Thanks, Simon. In response to your comments:
* This package and the current DataFrames code both support streaming CSV files
in minibatches. It's a little hard to do this with the current DataFrames
reader, but it is possible. It is designed to be easier with CSVReaders.
* This package and the current DataFrames code both support specifying the
types of all columns before parsing begins. There's no fast path in CSVReaders
that uses this information to full-advantage because the functions were
designed to never fail -- instead they always enlarge types to ensure
successful parsing. It would be good to think about how the library needs to be
restructured to support both use cases. I believe the DataFrames parser will
fail if the hand-specified types are invalidated by the data.
* I'm hopeful that the String rewrite Stefan is involved with will make it
easier to write parser functions that take in an Array{Uint8} and return values
of type T. There's certainly no reason that CSVReaders couldn't be configured
to use other parser functions, although it might be best not to pass parsing
functions in as function arguments since the parsing functions might not get
inlined. At the moment, I'd prefer to see new parsers be added to the default
list and therefore available to everyone. This is particularly relevant to me,
since I want to add support for reading in data from Hive tables -- which
require parsing Array and Map objects from CSV-style files.
One thing that makes parsing tricky is that type inference requires that all
parseable types be placed into a linear order: if parsing as Int fails, the
parser falls over to Float64, then Bool, then UTF8String. Coming up with a
design that handles arbitrary types in a non-linear tree, while still
supporting automatic type inference, seems tricky.

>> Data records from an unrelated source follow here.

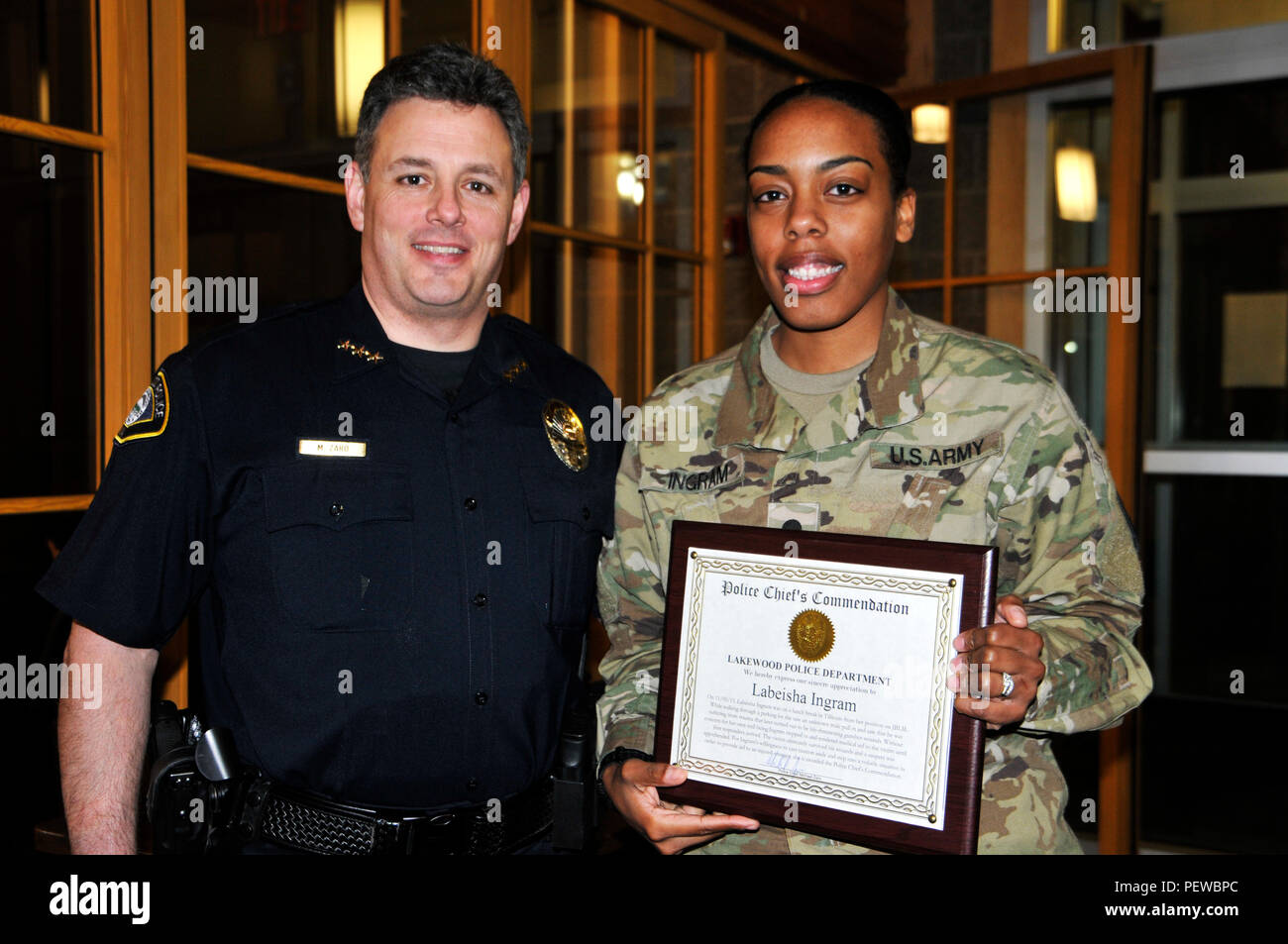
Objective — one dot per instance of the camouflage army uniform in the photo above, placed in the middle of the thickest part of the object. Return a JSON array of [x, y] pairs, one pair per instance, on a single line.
[[947, 436]]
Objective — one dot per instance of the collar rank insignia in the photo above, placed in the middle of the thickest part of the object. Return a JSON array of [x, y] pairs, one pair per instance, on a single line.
[[566, 434], [360, 351]]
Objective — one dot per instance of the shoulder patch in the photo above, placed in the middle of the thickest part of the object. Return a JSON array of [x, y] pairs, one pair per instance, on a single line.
[[151, 415]]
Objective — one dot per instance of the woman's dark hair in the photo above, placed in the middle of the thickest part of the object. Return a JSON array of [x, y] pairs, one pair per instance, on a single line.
[[866, 99], [442, 72]]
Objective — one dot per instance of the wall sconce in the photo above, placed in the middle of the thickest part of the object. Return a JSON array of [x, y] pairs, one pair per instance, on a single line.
[[930, 124], [629, 183], [1076, 184], [360, 52]]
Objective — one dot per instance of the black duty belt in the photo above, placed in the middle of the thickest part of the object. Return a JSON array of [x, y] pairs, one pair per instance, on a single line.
[[312, 823]]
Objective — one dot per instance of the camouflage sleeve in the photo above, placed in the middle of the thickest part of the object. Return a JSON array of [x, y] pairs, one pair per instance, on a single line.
[[631, 601], [1067, 550]]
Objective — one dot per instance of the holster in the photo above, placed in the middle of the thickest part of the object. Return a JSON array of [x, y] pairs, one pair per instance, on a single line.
[[576, 811]]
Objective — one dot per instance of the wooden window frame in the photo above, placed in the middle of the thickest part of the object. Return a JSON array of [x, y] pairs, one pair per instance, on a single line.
[[707, 46]]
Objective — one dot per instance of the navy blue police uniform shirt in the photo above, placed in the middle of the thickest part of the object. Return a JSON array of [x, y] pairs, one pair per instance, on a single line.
[[391, 617]]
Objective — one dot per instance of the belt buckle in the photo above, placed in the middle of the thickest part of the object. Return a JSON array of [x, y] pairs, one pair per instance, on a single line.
[[437, 835]]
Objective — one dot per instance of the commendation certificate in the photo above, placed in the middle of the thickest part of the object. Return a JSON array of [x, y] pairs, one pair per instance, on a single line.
[[814, 681]]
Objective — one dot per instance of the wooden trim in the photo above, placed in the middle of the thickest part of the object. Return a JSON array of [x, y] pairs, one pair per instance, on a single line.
[[393, 29], [795, 60], [949, 215], [1069, 68], [46, 502], [677, 25], [645, 339], [127, 209], [170, 243], [515, 59], [95, 81], [566, 206], [55, 134], [1122, 371], [616, 243], [249, 171], [588, 236], [708, 304], [683, 256], [168, 165], [995, 278]]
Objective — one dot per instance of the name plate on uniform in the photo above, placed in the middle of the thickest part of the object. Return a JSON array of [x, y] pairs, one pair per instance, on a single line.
[[804, 682]]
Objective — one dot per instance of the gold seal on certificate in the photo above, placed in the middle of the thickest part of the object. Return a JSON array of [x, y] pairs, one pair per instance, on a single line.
[[805, 682], [811, 635]]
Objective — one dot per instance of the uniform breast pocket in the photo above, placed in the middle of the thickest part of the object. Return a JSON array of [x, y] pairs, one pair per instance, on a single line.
[[568, 522], [340, 543]]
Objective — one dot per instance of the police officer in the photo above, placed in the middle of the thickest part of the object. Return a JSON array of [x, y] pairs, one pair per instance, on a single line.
[[386, 507]]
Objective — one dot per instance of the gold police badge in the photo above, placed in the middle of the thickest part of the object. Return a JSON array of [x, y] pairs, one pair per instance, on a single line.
[[810, 635], [566, 434]]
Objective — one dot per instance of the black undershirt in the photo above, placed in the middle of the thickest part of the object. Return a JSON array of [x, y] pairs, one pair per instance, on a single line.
[[442, 368]]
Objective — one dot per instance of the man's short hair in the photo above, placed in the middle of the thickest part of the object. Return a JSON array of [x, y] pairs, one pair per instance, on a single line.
[[442, 72], [867, 99]]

* Does the CSV standard have anything like END-OF-DATA? It's a very cool idea,
but it seems that you'd need to introduce an arbitrary predicate that occurs
per-row to make things work in the absence of existing conventions.
-- John
On Dec 8, 2014, at 8:51 AM, Simon Byrne <[email protected]> wrote:
> Very nice. I was thinking about this recently when I came across the rust csv
> library:
> http://burntsushi.net/rustdoc/csv/
>
> It had a few neat features that I thought were useful:
> * the ability to iterate by row, without saving the entire table to an object
> first (i.e. like awk)
> * the option to specify the type of each column (to improve performance)
>
> Some other things I've often wished for in CSV libraries:
> * be able to specify an arbitrary functions for mapping a string to data type
> (e.g. strip out currency symbols, fix funny formatting, etc.)

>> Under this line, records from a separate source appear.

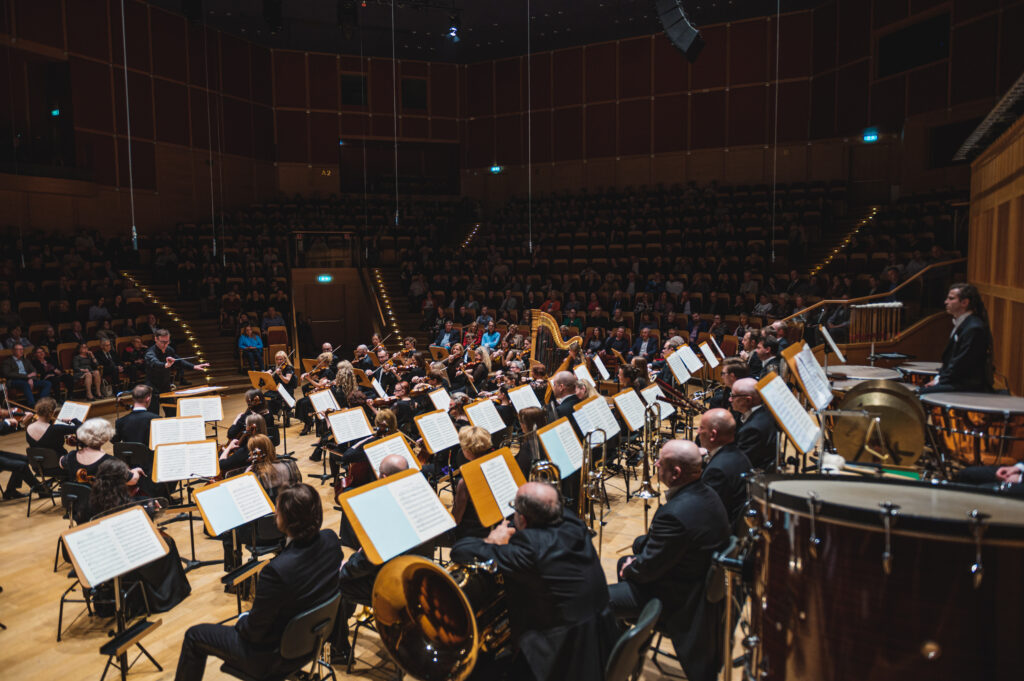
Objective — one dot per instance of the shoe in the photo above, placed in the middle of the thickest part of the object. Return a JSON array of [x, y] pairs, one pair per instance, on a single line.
[[340, 656]]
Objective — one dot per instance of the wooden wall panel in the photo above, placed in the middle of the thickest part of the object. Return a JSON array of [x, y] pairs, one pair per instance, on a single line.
[[996, 240]]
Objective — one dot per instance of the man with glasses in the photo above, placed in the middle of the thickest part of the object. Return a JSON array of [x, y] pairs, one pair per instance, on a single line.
[[672, 560], [758, 436], [556, 592], [160, 360]]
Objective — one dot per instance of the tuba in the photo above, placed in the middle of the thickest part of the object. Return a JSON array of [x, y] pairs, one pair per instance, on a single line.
[[436, 623]]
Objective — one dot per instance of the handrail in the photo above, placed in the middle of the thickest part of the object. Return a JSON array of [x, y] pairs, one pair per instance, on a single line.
[[877, 296]]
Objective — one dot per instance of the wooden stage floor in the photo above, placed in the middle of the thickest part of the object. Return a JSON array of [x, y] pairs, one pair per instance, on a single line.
[[29, 604]]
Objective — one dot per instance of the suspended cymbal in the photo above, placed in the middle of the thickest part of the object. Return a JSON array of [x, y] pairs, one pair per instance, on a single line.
[[902, 423]]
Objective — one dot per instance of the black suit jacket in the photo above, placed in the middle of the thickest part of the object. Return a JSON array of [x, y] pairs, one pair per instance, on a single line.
[[965, 362], [758, 439], [724, 475], [304, 575], [557, 597], [134, 427], [672, 562]]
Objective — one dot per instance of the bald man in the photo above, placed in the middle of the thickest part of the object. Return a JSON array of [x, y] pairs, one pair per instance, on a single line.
[[725, 472], [758, 435], [672, 560], [357, 575], [556, 593]]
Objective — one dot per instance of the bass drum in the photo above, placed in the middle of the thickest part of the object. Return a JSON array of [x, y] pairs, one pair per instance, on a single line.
[[838, 596]]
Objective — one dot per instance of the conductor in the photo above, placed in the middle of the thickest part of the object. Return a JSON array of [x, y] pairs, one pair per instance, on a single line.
[[159, 359]]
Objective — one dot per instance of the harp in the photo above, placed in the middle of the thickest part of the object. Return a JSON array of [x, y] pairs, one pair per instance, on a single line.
[[548, 347]]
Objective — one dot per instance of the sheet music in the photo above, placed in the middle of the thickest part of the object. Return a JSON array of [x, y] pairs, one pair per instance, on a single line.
[[438, 431], [440, 398], [798, 423], [496, 472], [422, 507], [385, 447], [289, 399], [184, 462], [814, 379], [196, 391], [174, 430], [832, 343], [650, 395], [349, 425], [323, 401], [114, 546], [232, 503], [678, 369], [632, 409], [211, 409], [71, 411], [522, 397], [483, 414], [562, 447], [584, 375], [690, 358], [717, 347], [400, 514], [709, 355]]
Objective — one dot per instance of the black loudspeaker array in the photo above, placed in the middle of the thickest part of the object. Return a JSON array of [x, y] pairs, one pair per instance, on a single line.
[[678, 28]]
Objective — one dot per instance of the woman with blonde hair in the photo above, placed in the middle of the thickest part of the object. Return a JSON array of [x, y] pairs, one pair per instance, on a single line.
[[474, 441]]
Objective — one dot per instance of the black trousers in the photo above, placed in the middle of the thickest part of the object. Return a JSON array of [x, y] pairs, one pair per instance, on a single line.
[[19, 471], [224, 642]]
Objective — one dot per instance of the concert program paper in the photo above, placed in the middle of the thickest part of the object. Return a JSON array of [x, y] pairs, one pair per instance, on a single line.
[[651, 394], [440, 398], [71, 411], [437, 430], [231, 503], [561, 445], [396, 514], [211, 409], [185, 461], [324, 401], [631, 408], [286, 395], [385, 447], [832, 343], [349, 425], [112, 546], [583, 374], [503, 486], [175, 430], [797, 423], [709, 355], [690, 358], [522, 397], [677, 367], [483, 414], [813, 378]]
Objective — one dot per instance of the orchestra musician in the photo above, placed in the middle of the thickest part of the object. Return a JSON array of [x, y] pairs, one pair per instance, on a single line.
[[562, 627], [758, 435], [967, 359], [672, 560], [301, 577], [160, 357]]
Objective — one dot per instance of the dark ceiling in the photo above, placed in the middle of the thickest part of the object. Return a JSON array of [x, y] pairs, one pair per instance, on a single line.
[[489, 29]]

> * be able to specify a "end of data" rule, other than end-of-file or number
> of lines (e.g. stop on an empty line)
>
> s
>
> On Monday, 8 December 2014 05:35:02 UTC, John Myles White wrote:
> Over the last month or so, I've been slowly working on a new library that
> defines an abstract toolkit for writing CSV parsers. The goal is to provide
> an abstract interface that users can implement in order to provide functions
> for reading data into their preferred data structures from CSV files. In
> principle, this approach should allow us to unify the code behind Base's
> readcsv and DataFrames's readtable functions.
>
> The library is still very much a work-in-progress, but I wanted to let others
> see what I've done so that I can start getting feedback on the design.
>
> Because the library makes heavy use of Nullables, you can only try out the
> library on Julia 0.4. If you're interested, it's available at
> https://github.com/johnmyleswhite/CSVReaders.jl
>
> For now, I've intentionally given very sparse documentation to discourage
> people from seriously using the library before it's officially released. But
> there are some examples in the README that should make clear how the library
> is intended to be used.
>
> -- John
>